Ecumenical Reform or Total Disaster?

Ross reads Ruffini’s tea leaves and concludes:

Ruffini’s analysis implies that in the long run, McCain may need some version of the alliance with Huckabee that keeps being bandied about, because “to start racking up victory margins in the 40s … he’ll need to add votes from the Christian conservative base.” The difficulty, of course, is that this would create “an alliance of opposites — of pro-life and pro-choice, of liberal and conservative, of secular and evangelical” behind McCain’s candidacy. It would be a deeply peculiar state of affairs: You’d essentially have the party’s rightward and leftward factions uniting in a joint insurgency against the “movement” establishment. Handled with great finesse, it could work brilliantly, creating an ecumenical reform coalition within the party and delivering a much-needed jolt of creative destruction to the GOP. But John McCain isn’t exactly a finesse politician, and it’s just as easy to imagine it blowing up in his face.

Here’s another peculiar state of affairs. Way back at the beginning, Mitt was the most credible/safe change candidate in the Republican field. Rudy was post-9/11 Bush squared, McCain was post-Iraq Bush squared. Even later, Fred Thompson offered roughly zero deviation from the administration inheritance, and Huckabee still remains the new and improved avatar of what Bush was supposed to have more successfully been. Yet the patriotic pressure of McCain and the evangelical pressure of Huckabee threatened to wipe out, as conditions in Iraq improved, the central logic of Mitt’s early campaign: that regular Republicans all around the country knew how badly Bush had blown it and wanted a major turnaround. They wanted a guy who could speak like an adult and could make the East Coast Corridor function correctly and who sat at the front of his class at Harvard Business School. They wanted him to look good and fly right, and Mitt had all those credentials, and it didn’t matter if he suddenly agreed to adopt conservative social policies because, as someone put it, everyone gets to change their mind once.

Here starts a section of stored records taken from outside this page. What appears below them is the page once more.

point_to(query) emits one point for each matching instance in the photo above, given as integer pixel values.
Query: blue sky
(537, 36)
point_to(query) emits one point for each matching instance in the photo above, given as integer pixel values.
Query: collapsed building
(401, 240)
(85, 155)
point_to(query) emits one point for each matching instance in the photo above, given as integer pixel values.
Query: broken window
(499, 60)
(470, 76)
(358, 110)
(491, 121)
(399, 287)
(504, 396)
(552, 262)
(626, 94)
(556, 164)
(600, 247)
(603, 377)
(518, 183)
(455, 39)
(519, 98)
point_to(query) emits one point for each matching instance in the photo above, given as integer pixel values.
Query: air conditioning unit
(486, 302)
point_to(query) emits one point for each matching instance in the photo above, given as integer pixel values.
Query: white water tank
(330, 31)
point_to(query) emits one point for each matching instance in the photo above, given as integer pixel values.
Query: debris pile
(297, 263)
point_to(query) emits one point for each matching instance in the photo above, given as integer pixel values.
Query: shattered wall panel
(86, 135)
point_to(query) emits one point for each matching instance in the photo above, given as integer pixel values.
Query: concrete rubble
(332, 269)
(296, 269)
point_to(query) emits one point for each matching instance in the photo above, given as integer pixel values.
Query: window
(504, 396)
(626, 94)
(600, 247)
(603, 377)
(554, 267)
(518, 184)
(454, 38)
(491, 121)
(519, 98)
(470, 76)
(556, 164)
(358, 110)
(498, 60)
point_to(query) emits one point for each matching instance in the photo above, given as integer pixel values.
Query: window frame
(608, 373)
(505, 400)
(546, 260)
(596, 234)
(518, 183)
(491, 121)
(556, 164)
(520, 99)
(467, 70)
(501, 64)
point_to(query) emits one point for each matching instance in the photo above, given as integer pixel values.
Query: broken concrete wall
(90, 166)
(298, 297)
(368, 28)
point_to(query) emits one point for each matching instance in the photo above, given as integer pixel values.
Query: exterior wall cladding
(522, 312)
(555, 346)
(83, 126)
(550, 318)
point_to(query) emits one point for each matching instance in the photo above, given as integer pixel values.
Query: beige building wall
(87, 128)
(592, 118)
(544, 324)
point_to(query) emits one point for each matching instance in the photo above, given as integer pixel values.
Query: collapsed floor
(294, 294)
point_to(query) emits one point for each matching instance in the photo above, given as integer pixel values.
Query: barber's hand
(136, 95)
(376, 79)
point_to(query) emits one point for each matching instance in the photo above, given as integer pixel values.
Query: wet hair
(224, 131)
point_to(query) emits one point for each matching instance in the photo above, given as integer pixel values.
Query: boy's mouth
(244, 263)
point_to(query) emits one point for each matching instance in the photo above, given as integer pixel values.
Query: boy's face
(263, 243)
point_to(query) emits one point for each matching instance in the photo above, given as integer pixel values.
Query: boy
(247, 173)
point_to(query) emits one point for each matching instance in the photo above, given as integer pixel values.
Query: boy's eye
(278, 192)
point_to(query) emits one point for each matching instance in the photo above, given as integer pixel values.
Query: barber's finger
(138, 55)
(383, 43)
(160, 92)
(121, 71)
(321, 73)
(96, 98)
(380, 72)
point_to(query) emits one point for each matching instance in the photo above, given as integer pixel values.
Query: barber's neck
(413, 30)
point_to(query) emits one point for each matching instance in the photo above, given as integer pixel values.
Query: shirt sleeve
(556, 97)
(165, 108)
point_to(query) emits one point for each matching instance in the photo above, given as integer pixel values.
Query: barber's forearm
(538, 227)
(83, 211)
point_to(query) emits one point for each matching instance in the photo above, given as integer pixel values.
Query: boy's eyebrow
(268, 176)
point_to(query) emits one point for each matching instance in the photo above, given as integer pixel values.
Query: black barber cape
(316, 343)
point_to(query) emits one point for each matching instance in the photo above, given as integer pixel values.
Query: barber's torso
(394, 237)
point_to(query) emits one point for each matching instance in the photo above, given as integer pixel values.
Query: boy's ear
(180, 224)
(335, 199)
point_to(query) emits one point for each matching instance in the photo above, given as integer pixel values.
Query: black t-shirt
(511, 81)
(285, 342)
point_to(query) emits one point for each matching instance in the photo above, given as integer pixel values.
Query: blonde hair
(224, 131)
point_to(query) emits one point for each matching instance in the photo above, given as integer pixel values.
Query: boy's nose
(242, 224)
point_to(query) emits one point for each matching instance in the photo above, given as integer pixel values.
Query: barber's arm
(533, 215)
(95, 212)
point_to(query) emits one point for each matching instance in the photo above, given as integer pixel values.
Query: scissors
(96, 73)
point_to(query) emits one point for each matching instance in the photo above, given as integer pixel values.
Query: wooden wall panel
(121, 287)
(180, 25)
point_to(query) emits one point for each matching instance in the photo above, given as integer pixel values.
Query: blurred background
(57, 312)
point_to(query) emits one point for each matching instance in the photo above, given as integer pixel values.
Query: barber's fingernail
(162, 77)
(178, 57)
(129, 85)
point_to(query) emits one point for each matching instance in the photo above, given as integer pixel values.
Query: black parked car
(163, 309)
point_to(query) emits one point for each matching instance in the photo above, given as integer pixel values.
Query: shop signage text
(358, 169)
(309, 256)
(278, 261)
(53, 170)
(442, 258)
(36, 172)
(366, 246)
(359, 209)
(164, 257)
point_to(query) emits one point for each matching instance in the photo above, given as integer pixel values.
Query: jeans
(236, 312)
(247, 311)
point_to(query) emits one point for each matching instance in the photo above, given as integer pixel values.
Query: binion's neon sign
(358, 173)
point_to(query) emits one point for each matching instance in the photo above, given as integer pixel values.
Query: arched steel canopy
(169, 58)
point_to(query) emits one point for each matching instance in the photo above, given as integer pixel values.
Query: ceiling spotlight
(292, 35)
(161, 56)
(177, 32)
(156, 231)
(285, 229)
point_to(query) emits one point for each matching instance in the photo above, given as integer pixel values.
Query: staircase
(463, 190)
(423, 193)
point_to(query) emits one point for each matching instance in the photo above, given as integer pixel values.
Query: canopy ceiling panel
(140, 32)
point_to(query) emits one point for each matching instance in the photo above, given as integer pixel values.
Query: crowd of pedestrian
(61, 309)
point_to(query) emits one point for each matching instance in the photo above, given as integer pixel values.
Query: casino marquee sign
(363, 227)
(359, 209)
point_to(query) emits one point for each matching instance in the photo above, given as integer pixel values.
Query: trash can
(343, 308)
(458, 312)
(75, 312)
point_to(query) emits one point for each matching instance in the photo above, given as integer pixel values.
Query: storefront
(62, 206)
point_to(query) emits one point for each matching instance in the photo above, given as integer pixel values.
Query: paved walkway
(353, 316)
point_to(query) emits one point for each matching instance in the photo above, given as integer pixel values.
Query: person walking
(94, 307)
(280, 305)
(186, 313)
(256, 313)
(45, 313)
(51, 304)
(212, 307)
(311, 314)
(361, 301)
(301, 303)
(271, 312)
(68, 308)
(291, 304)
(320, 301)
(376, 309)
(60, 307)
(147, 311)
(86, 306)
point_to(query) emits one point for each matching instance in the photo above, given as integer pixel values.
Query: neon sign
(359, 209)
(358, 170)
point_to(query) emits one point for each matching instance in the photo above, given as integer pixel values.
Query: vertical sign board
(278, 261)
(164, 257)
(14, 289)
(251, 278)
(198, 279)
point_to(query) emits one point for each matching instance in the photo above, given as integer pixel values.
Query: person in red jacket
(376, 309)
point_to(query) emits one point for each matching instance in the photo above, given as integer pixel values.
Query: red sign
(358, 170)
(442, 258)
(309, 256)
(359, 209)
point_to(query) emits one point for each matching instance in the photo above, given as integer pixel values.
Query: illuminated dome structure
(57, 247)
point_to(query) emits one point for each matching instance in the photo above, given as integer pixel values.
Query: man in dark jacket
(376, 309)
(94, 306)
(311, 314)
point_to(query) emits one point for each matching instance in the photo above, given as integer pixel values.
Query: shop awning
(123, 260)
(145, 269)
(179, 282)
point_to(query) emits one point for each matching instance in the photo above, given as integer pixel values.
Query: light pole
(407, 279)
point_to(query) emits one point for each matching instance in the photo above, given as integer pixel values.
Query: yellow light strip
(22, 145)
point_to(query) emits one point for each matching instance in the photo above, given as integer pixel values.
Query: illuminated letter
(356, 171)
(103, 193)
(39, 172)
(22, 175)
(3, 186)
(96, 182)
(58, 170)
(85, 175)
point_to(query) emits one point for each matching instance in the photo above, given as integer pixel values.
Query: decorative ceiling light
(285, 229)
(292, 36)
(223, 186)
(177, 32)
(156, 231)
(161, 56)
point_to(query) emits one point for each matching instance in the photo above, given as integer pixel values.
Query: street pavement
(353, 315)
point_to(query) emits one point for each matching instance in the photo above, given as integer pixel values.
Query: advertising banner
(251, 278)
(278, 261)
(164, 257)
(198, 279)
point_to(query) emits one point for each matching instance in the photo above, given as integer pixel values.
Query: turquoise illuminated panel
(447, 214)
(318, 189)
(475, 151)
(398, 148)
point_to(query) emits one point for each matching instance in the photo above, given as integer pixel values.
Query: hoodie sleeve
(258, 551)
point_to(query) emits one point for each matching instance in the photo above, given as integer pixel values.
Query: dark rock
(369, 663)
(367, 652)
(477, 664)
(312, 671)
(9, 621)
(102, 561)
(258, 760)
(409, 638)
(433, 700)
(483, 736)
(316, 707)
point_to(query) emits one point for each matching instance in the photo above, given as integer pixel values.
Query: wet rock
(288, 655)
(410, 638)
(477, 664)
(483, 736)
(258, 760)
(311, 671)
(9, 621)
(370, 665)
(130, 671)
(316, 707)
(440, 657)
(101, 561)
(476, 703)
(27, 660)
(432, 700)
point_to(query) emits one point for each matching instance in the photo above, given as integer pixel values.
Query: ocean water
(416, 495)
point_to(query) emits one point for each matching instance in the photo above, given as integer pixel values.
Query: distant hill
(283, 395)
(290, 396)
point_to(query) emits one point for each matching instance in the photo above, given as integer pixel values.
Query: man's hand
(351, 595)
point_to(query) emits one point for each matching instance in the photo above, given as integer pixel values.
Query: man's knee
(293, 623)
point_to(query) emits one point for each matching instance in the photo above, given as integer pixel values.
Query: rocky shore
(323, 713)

Unfortunately once was in like July. And here we are today, with the putative ‘establishment’ guy, Romney, looking more like the insurgent candidate. His core constituency — well-adjusted, regular Republicans, conservatives that want to dump Bushism and the formula that kept it going — is in disarray, led all too often by movement conservatives that hate Bush only to the extent that he’s made it somewhat more difficult to win another national election campaign. McCain’s and Huckabee’s core constituencies — Reagan Democrats who don’t do retreat and evangelicals sick of lip service — are pumped up. But uniting these forces is likely to create only a more intensified version of the Bush coalition, with more religiosity, more Iraq, more leniency for resident illegals, and so on. Some or all of these might be good outcomes, and to that extent the ecumencial rehabilitation of the Bush coalition would be cool, but with Romney Republicans most likely to straggle to the polls regardless to keep the Dems out of office, the election would turn once again on turnout. Another replay of 2000/2004, with virtually no change in either party’s practical platform? This recipe for ‘creative destruction’ could easily wind up serving us the opposite: the total disaster of business as usual.